In the Lion, the Witch and the Wardrobe, C. S. Lewis tells a similar story in allegorical form where Aslan, the Lion, challenges the perpetual Winter of Narnia and in the process is broken and apparently defeated, only to return in a mysterious way, victorious.
This food for our journey, the sustenance for our lives, this Bread is broken for us in the Eucharist, there for the taking, there for sharing.
It is at this time of the year that many young people receive this gift for the first time. We teach them, we prepare them, we pray with them, but what really is their perception of the significance of their action? We cannot say. We can only show by the faithfulness of our own need for the Eucharist that it is important to our lives and in this way encourage them to join us round the Table of the Lord.
And to do so out of need, not as a reward for our supposed goodness. Our lives have high points and low points, we move from successes to failures, from strong faith to hesitant doubt, from the brilliant light of day into the darkness of deepest night. The one constant is the broken body of Christ, our bread of life. We have only to ask, to make the first move, to stand with opened, upturned palms waiting for the gift that is Himself.
The image above 'Christ Breaks the Bread' (from Bread Broken Series pub. by McCrimmons) is a powerful representation of the sacrament, yet so simple in its substance, the broken loaf, broken by worn hands, the simple wooden platter on the table and the cup of wine by its side.
Just as we are called by our shared humanity to aid those displaced by war and famine, by fear and drought, so too we are called to take and share in the gift of Christ himself. One demands the other. In recent months, countless newscasts have shown families on crowded roads leaving their homes uncertain of their future, not knowing where they will spend the night or where they will eat their next meal.
The forth-coming Synod on the Family must address the issue of sharing in the Eucharist for those whose marriage has failed on the way.
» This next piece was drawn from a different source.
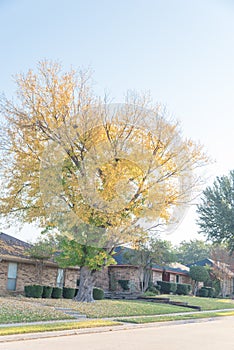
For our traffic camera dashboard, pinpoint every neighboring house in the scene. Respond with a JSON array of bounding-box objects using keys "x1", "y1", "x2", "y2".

Just at the time when the journey has got hard, we raise the bar and deny them the Eucharistic Christ in their brokenness. A Church whose members fall short of the highest ideals should demand compassion and inclusion for all in spite of their circumstances, or even more, because of them.
The United States Conference of Catholic Bishops (USCCB) writing in 2013 said that "In the face of the sin and injustice we see present in our communities and in our world, the Eucharist "plants a seed of living hope in our daily commitment to the work before us," challenging us to live "Eucharistic" lives. It affirms our role as citizens and as men and women in various professions at different levels of society in "contributing with the light of the Gospel to the building of a more human world, a world fully in harmony with God's plan"
The breaking of bread is an action that changes lives as we share with each other our faith in the Lord. Take, eat, He has been broken for you.